Die weiteren Top-Asse, darunter Weltmeister Marco Koch, konnten nicht stechen. "Einige der Etablierten hatten ein paar Probleme hier, teilweise auch wegen der vernünftigen und logischen Umstellungen ihres Trainings nach den Olympischen Spielen", meint Lambertz, der trotzdem mehr von Koch erwartet hätte. Nach der Umstellung des Krafttraining sei hier damit zu rechnen gewesen, dass er noch einige Probleme hat. "Aber er hatte jetzt noch einmal fünf Wochen Zeit sich zu erholen, da haben wir alle - ich, Marco, sein Heimtrainer - gehofft, dass es hier noch einmal zu einer Zeitverbesserung kommt."

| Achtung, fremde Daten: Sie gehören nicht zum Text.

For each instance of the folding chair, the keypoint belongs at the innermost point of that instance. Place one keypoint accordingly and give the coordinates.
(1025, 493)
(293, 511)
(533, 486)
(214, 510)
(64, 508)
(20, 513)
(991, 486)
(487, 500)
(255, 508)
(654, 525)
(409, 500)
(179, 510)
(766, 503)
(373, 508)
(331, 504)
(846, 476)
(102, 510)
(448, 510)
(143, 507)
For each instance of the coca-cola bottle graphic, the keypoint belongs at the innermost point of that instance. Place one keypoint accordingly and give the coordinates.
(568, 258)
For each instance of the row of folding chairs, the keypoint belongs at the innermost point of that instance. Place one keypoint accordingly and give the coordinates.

Koch hatte bei den Deutschen Meisterschaften in 2:08,69 Minuten den Titel geholt, war aber in Budapest im Halbfinale in 2:09,61 Minuten auf Platz elf ausgeschieden. Insgesamt sieht Lambertz noch Verbesserungsbedarf bei der Konstanz der Athleten. "Da, wo wir alle unsere Hausaufgaben noch besser machen müssen, ist bei der der Wiederholbarkeit unserer Leistungen", so der Bundestrainer. Durch den kurzen Zeitraum von nur fünf Wochen zwischen Deutschen Meisterschaften und Weltmeisterschaften hatten die Athleten kaum Chancen für einen erneuten Leistungsaufbau, sondern mussten ihr Niveau zu den Weltmeisterschaften hinretten. Im kommenden Jahr wird es einen neuen Qualifikationsmodus geben, dies ist von der sportlichen Führung des DSV bereits fest eingeplant.

Budapest war der zwar nur der erste wichtige Zwischenstopp auf dem Weg zu den Olympischen Spielen 2020. Mit Weltrekorden am Fließband ließen es die Spitzenschwimmer aber schon richtig krachen. Da wird es schwer für die deutschen Schwimmer dranzubleiben. "So richtig rangerückt sind wir hier jetzt noch nicht", meint auch Lambertz. "Der Abstand ist im Moment noch so, wie er zuvor auch war. Aber es ist ganz normal und logisch, dass wir, wenn wir erkennen, wo unsere Baustellen liegen, diese aufarbeiten müssen. Und das geht nunmal nicht innerhalb von vier oder fünf Monaten", so Lambertz. "Deshalb sind wir nach wie vor überzeugt, die richtigen Wege zu gehen und die richtigen Schritte zu machen."